Even so, the rich and powerful people who meet with Ma tend to come away from the experience with a fresh nugget of information, either about him or about the still poorly understood digital conglomerate he started with a bunch of friends 18 years ago in the provincial coastal city of Hangzhou. Jim Kim, a physician who is the president of the World Bank, met Ma four years ago over a dinner lasting more than three hours and was startled to find the billionaire wearing sandals, holding Buddhist prayer beads, and sitting cross-legged on his chair. Kim was so taken with Ma’s passion for facilitating global trade by focusing on small-business people that he’s rethinking his international development organization’s approach.

Others are moved by Ma’s humanity. Jean Liu, president of Chinese ride-hailing startup Didi Chuxing, has known Ma for years and considers him a mentor. (Alibaba is a Didi shareholder.) She recently learned, through family connections rather than from Ma, about how he repeatedly visited a seamstress he had met after learning she was ill. Says Liu: “He genuinely cares about the people around him.”

Then there’s the President of the United States, who met Ma for the first time a few weeks before his Inauguration. “Trump didn’t know that much about Alibaba,” reports company president ­Michael Evans, a former Goldman Sachs banker and Asia hand who helped set up the powwow. “He was fascinated to hear that Chinese consumers are interested in buying from U.S. small businesses. I don’t think that had occurred to him.” Ma used the sit-down to make a bold promise—that Alibaba would help create 1 million jobs in the U.S. over five years. The pronouncement was music to the President-elect’s ears. “It was a great meeting,” he declared before the cameras in the lobby of Trump Tower, a beaming Ma beside him. “Jack and I are going to do some great things.”

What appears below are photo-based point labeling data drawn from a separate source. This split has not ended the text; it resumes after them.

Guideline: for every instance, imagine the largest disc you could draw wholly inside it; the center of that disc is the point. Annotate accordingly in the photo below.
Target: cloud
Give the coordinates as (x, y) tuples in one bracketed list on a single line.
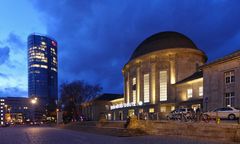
[(4, 54), (13, 91), (3, 75), (16, 41), (96, 38)]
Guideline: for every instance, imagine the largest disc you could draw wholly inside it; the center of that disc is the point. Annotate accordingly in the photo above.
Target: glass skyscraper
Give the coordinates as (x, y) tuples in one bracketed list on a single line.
[(42, 68)]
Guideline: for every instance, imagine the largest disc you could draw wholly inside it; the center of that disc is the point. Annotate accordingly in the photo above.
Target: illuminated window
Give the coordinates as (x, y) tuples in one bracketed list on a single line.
[(146, 87), (229, 77), (189, 93), (134, 89), (44, 66), (163, 109), (151, 110), (54, 69), (43, 43), (230, 99), (127, 90), (131, 112), (163, 85), (201, 91)]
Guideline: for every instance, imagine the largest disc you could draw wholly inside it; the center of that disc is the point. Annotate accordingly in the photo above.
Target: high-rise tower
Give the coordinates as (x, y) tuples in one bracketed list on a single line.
[(42, 68)]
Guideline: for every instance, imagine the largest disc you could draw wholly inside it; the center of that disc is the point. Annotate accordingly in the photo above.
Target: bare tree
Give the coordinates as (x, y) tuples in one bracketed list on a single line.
[(74, 93)]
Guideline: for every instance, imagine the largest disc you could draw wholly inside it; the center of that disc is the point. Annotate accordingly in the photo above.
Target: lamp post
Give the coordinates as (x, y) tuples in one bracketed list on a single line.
[(34, 102)]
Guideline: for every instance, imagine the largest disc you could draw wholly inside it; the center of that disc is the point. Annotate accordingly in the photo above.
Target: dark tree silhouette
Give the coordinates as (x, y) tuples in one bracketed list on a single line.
[(73, 94)]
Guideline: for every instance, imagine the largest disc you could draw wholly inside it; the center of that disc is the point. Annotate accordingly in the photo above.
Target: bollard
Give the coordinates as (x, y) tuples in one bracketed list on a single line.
[(239, 118), (217, 119)]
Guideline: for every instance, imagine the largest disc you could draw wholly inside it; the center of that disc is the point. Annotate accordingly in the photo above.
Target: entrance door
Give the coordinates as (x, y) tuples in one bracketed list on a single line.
[(120, 115)]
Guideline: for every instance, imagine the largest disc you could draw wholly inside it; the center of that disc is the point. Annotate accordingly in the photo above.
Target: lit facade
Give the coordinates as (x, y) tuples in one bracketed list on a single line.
[(2, 111), (153, 76), (42, 68), (222, 82)]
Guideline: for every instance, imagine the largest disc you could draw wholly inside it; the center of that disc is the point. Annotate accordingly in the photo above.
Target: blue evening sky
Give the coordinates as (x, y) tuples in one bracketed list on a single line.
[(96, 38)]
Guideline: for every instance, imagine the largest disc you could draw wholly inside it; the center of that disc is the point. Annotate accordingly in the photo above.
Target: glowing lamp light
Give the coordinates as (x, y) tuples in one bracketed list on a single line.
[(34, 101), (54, 43)]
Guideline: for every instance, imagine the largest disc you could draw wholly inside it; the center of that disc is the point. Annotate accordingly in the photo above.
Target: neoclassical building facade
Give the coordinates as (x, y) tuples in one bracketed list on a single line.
[(164, 72)]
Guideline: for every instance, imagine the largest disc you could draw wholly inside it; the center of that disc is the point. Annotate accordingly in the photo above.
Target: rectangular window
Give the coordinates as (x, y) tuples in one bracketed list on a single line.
[(163, 85), (163, 109), (229, 99), (201, 91), (229, 77), (151, 110), (189, 93), (146, 87), (127, 90), (134, 92)]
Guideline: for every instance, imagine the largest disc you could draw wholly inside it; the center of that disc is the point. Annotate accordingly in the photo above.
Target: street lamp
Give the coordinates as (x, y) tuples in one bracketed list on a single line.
[(34, 102)]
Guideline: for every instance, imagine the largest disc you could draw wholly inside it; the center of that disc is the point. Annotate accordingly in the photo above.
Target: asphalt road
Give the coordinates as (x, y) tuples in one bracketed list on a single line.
[(48, 135)]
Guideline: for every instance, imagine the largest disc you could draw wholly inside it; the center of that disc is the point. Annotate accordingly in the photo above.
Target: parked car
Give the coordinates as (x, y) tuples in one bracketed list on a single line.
[(174, 114), (230, 113)]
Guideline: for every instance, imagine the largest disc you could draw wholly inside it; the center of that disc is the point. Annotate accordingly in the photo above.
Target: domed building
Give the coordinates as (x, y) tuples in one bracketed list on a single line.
[(154, 71)]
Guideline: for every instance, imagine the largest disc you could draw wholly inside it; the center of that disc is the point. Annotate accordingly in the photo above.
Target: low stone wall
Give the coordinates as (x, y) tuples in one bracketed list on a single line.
[(227, 132)]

President Trump isn’t the only one who could stand to learn more about Alibaba. Despite its heft in China and the blockbuster 2014 public offering that raised $25 billion on the New York Stock Exchange and introduced Alibaba to Western investors, Ma’s company remains a mystery to most non-Chinese. There’s a simple reason for that: Few outside the world’s second-largest economy are Alibaba customers. Ma is aware of this knowledge gap. It’s part of what drives him to keep logging frequent-flier miles to educate people about his company and his plans.

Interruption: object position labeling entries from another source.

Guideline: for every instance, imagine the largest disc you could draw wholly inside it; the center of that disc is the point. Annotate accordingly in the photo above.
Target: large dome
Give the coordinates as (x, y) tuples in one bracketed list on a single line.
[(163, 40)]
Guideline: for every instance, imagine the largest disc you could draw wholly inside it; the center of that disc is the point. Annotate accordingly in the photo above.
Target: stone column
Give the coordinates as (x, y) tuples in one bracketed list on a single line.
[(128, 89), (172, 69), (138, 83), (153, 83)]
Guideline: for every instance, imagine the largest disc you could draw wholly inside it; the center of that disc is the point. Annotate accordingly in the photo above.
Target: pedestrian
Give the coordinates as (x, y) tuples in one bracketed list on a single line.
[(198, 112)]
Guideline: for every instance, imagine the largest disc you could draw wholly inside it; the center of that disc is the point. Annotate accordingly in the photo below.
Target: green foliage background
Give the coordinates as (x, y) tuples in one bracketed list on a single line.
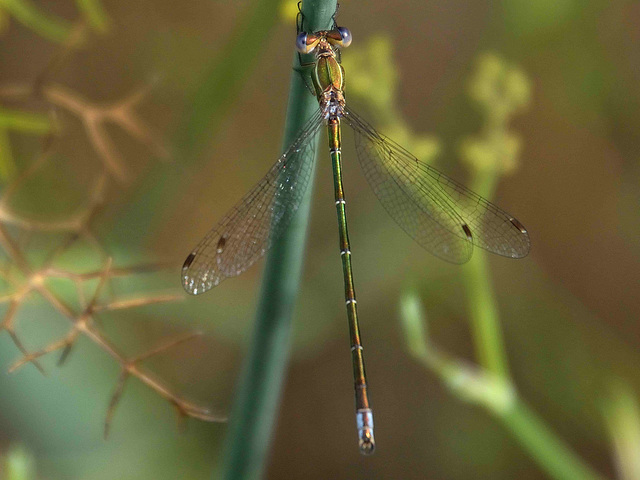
[(498, 369)]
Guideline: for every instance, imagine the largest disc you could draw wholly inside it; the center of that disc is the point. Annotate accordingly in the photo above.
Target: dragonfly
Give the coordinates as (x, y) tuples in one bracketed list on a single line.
[(440, 214)]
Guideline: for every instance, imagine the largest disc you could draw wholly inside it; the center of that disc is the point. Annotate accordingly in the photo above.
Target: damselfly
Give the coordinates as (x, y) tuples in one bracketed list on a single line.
[(440, 214)]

To realize his vision—which relies on technology to buy, sell, finance, and deliver goods on Alibaba’s digital platforms around the world—Ma has been busily recasting himself of late as a global leader. Already he is the first Chinese business executive who can claim to have transcended his homeland for the world stage. In his travels, Ma promotes the lowering of trade barriers, touts his own brand of philanthropy, and supports causes such as primary-school education. His version of globalization is carefully calibrated and expansive enough to be consistent with the goals of his own President, Xi Jinping, as well as with Trump’s America-first positioning.

As with so many effective leaders, Ma’s motives are complex. China is already a huge consumer market and one that’s still growing fast, but Ma knows that eventually he will need to conquer new territories for Alibaba to continue on its current trajectory. Like other Chinese champions, Alibaba has thrived at home while foreign competitors have thus far been stymied from entering his turf. If that changes, foreign markets will be even more crucial. Ma also needs for ­Alibaba—plagued by criticism over the profusion of counterfeit wares for sale on its sites—to develop a reputation as trusted around the world as Jack Ma is cherished by his fellow bold-faced names.

Ma’s opportunity is unique. After centuries of stagnation, his country has recently reassumed its position as a world leader—just as Alibaba, one of its marquee corporate names, has joined the ranks of world-beating companies. With characteristic intuition, Ma, 52, seems to realize that this is his moment to go beyond merely being famous and take his place among the globe’s revered business leaders.